Background and aims Tumour necrosis factor-α (TNF-α) is a proinflammatory cytokine associated with P. falciparum malaria and autoimmune disorders. Elevated plasma TNF-a has been linked to P. falciparum malarial severity and mortality. Higher levels of TNF-α has also been reported in systemic lupus erythematosus (SLE). Two functional common polymorphisms (G-238A and G-308A) at promoter region of TNF-α gene have been linked to SLE susceptibility in different population. In the present report, we conducted a case control study to investigate association of TNF-α (G-238A and G-308A) polymorphisms with susceptibility/resistance to SLE development in a P. falciparum malaria endemic cohort.

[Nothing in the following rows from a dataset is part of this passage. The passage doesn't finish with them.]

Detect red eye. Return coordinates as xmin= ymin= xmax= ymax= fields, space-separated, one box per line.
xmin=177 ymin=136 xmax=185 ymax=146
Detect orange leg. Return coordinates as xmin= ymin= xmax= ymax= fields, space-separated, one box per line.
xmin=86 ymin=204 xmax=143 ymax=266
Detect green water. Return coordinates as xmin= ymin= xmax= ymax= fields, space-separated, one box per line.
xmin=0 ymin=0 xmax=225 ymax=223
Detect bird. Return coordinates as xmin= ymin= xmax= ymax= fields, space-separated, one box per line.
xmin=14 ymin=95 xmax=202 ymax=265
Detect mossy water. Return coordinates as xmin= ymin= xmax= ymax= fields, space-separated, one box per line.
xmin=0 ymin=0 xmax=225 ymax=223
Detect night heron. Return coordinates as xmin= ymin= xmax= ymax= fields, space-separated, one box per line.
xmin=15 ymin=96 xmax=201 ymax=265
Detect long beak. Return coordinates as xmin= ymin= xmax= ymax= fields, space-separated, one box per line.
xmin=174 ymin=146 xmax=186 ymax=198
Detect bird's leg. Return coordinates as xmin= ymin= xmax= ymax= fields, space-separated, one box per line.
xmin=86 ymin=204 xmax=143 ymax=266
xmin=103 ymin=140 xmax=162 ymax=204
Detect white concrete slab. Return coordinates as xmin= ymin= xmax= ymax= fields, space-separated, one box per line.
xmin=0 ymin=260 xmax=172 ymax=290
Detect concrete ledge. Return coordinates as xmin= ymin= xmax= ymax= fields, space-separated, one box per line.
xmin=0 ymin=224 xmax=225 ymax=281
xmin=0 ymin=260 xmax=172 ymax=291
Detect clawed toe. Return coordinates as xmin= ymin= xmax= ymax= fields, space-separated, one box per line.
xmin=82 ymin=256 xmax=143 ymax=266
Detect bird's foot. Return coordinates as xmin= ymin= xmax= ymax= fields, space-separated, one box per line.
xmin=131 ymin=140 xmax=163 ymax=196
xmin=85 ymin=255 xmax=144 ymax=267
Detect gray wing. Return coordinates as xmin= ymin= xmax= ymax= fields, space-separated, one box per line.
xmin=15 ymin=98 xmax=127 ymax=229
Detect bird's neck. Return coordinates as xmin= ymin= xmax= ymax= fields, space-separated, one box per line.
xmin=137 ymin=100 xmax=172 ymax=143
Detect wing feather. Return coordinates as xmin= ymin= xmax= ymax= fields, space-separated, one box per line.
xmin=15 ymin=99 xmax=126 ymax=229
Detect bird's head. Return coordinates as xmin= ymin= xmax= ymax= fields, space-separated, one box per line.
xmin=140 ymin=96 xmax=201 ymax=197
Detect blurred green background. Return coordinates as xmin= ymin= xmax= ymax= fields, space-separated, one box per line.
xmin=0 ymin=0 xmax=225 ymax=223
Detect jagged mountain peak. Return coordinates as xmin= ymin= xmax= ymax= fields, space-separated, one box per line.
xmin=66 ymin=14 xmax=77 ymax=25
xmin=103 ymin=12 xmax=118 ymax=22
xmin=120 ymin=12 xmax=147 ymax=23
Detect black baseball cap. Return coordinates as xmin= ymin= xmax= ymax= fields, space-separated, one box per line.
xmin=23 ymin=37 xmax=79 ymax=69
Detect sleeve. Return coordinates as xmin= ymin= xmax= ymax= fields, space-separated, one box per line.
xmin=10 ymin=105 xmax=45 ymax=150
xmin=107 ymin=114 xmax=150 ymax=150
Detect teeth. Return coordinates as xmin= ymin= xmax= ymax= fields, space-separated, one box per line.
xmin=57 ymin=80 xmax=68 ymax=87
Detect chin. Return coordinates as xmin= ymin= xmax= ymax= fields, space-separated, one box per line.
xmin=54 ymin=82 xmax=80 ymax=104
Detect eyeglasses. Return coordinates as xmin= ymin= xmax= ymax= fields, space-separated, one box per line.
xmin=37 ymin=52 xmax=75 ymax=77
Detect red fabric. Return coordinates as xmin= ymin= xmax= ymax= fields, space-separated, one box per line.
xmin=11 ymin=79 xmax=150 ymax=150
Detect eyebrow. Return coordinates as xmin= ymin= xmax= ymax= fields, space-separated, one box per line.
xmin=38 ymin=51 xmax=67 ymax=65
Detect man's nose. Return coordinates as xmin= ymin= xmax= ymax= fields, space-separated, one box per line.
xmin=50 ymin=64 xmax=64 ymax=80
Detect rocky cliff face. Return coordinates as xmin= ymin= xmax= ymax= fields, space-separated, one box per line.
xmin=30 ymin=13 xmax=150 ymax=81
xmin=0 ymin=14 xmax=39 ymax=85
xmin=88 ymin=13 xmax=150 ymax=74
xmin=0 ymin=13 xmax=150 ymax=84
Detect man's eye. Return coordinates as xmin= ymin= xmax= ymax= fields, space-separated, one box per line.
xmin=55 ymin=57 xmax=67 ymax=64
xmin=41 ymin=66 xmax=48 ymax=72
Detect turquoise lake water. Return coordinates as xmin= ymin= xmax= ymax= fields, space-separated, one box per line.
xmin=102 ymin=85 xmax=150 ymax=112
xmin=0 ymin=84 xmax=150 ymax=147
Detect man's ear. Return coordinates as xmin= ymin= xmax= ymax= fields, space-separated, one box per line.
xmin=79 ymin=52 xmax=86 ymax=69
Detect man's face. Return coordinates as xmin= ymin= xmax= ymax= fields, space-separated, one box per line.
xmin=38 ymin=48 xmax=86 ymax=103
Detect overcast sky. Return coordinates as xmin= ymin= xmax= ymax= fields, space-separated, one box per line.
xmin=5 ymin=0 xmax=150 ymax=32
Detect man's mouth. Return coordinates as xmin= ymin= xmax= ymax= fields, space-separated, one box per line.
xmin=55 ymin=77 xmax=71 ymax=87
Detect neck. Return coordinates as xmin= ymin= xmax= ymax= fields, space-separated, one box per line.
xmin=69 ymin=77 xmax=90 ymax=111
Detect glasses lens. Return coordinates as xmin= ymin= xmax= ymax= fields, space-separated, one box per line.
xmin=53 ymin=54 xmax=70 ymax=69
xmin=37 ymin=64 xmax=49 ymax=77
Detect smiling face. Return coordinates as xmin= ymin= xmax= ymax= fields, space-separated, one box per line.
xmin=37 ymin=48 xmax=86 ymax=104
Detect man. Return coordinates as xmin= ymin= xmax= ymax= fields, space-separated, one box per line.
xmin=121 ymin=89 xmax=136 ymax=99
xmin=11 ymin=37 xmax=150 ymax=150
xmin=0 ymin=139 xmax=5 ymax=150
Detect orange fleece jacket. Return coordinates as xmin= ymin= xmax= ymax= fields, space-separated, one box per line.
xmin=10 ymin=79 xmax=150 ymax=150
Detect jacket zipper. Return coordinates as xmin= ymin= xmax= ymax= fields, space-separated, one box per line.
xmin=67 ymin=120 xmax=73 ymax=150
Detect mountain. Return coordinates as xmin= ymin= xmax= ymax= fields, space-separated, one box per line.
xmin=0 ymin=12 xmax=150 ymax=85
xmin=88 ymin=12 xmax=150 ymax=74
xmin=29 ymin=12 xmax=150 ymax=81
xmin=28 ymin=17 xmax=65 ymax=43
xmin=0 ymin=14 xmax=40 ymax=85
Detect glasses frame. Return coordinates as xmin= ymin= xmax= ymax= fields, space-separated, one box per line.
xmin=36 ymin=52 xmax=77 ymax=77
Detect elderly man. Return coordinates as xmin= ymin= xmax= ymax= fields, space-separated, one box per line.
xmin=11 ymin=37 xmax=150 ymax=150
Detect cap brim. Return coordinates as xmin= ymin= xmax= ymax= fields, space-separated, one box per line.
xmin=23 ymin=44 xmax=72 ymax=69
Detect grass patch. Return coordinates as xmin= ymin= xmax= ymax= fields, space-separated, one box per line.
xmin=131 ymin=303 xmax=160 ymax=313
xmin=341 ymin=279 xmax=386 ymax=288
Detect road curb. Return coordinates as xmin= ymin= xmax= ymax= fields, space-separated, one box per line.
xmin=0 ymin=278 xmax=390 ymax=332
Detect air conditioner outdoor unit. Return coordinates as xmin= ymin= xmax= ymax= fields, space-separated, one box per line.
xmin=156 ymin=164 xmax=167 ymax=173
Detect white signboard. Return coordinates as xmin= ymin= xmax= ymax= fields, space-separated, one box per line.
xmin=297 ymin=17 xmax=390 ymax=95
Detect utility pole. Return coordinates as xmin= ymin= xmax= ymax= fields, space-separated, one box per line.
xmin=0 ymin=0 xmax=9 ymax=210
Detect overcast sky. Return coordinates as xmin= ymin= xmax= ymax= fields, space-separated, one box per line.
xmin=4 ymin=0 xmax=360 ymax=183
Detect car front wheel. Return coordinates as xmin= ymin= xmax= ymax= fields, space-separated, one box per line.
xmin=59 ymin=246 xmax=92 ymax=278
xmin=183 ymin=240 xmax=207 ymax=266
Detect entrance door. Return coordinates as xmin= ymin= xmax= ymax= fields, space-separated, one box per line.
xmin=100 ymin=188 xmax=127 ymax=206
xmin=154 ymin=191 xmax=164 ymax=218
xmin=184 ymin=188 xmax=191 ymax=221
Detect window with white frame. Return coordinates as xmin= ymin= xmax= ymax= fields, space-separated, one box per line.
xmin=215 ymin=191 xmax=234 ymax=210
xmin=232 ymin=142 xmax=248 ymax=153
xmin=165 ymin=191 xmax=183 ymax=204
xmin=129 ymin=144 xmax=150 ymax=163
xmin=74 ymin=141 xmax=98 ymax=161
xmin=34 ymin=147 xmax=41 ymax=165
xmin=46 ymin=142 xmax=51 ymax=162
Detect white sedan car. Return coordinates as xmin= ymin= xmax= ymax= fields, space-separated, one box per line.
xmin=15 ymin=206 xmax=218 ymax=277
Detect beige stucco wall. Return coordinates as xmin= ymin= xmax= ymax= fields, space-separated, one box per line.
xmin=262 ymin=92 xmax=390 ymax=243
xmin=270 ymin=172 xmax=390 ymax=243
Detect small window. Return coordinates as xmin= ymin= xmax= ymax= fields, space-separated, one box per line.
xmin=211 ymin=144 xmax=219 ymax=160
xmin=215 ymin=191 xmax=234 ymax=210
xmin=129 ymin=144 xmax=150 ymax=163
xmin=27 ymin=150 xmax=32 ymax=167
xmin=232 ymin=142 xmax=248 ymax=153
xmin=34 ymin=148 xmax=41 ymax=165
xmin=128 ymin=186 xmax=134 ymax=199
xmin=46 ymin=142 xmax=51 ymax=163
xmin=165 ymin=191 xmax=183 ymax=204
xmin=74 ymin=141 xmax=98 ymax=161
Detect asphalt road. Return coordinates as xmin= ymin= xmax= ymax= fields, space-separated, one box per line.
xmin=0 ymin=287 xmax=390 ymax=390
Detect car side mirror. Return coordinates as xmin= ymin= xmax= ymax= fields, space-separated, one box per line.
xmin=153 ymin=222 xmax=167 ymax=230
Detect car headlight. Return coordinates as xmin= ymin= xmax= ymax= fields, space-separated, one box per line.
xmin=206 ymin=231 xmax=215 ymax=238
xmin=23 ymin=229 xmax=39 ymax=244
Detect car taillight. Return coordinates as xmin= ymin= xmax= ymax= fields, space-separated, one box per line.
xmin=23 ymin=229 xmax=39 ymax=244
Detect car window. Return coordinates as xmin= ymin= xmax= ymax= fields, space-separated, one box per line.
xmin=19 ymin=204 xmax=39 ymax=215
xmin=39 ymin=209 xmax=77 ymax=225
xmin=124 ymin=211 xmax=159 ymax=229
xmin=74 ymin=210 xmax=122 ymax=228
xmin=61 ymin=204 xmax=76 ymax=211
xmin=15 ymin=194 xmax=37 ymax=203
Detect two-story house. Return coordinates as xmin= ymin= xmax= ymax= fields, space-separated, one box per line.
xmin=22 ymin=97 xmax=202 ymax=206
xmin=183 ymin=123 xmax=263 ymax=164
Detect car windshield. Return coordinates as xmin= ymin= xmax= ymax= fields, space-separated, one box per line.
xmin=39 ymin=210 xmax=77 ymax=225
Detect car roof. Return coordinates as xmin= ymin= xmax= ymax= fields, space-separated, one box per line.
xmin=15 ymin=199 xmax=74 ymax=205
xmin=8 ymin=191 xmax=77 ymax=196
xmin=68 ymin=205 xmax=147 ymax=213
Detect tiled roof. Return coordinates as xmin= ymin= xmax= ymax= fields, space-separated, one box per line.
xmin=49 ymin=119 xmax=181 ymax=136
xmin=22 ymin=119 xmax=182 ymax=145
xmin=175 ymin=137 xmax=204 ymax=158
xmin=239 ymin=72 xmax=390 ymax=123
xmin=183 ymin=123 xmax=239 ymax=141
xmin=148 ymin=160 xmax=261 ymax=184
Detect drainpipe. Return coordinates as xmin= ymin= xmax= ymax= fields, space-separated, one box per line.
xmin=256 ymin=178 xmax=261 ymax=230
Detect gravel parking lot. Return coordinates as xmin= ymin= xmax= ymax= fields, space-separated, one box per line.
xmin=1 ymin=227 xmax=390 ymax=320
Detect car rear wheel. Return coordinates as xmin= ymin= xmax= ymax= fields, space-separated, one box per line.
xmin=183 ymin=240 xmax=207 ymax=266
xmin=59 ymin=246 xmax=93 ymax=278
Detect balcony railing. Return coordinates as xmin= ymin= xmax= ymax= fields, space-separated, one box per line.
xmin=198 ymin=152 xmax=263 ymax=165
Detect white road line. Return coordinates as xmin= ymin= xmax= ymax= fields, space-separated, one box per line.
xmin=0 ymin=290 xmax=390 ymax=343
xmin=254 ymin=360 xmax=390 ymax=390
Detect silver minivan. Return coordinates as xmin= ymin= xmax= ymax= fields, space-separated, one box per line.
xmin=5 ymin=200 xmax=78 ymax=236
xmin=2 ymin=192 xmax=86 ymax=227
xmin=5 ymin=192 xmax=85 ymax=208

Methods A total of 204 female SLE patients and 224 age and sex matched healthy controls were enrolled in the study. TNF-α polymorphisms (G-238A and G-308A) were typed by polymerase chain reaction and restriction length polymorphism (PCR-RFLP). Plasma level of TNF-a was quantified by enzyme linked immunosorbent assay.

Results The prevalence of heterozygous mutants and minor alleles of TNF-α (G-238A and G-308A) polymorphisms were significantly higher in SLE patients compared to healthy controls. Furthermore, heterozygous (GA) and minor allele (A) of TNF-α (G-238A) polymorphism were associated with susceptibility to lupus nephritis. SLE patients displayed higher levels of plasma TNF-α compared to healthy controls. TNF-α (G-238A and G-308A) variants were associated with higher plasma TNF-α in both SLE patients and healthy control.

Conclusions The results of the present study demonstrate that TNF-α (G-238A and G-308A) variants are associated with higher plasma TNF-α level and increased susceptibility to development of SLE in malarial endemic areas.